Television has gotten pretty dark. Tech dystopias, from Black Mirror to Severance, are our water-cooler shows. The true-crime factory pumps out more real-life nightmares every day. Millions of viewers are bingeing on post-apocalyptic misery, whether it takes the shape of The Last of Us’ fungal wasteland or Silo’s crumbling underground city or the sterile billionaires’ stronghold in Paradise. Even realistic dramas increasingly rely on a murder-mystery element to build suspense. And yet, somehow, the most depressing show on TV—with the exception of any news broadcast, at least—is a reality soap about bougie couples in the suburbs of Los Angeles.

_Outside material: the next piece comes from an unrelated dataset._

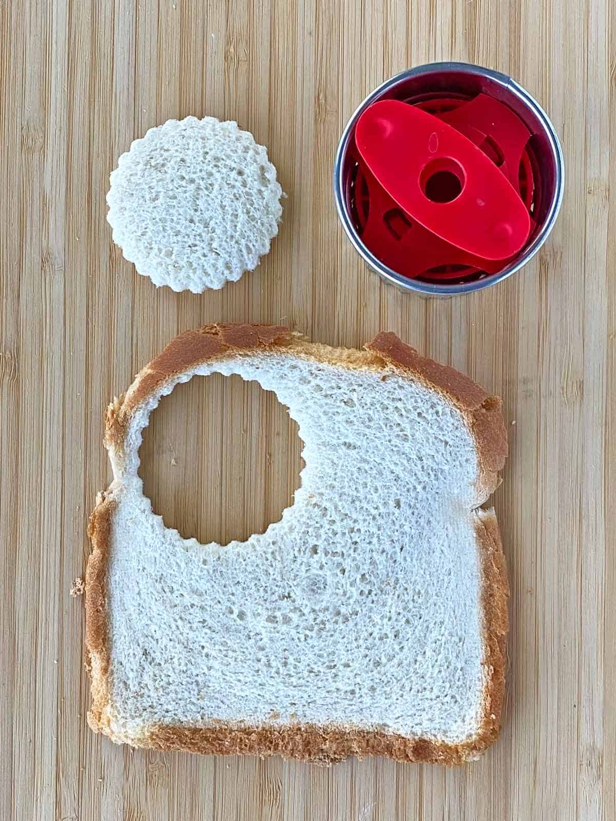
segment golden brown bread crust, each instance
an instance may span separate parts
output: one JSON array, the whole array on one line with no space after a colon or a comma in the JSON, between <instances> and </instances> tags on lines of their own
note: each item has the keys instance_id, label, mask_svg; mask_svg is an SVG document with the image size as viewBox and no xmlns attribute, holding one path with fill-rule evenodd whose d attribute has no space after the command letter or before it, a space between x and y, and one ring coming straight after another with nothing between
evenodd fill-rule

I am, of course, talking about Bravo’s The Valley, the Vanderpump Rules spinoff that follows some of the latter series’ most notorious characters from the clubstaraunt to the cul-de-sac. Like the early seasons of Vanderpump, as well as the network’s stalwart Real Housewives and Below Deck franchises, The Valley was introduced as light entertainment. In this case, the comedy inherent in the premise was that of hard-partying, adulthood-resisting millennial Angelenos adjusting to marriage, mortgage payments, and parenthood. (The original opening credits placed the couples in kitschy front-yard tableaux, hoisting trash bags or raking leaves.) Instead, viewers have spent two seasons looking on in horror as many of the cast members have torn their own lives and families apart, with public scrutiny only adding heat to the crucible. Far from entertaining, the show has become genuinely painful to watch. Now, as its second season ends in a trilogy of miserable reunion episodes, I wish Bravo would just pull the plug.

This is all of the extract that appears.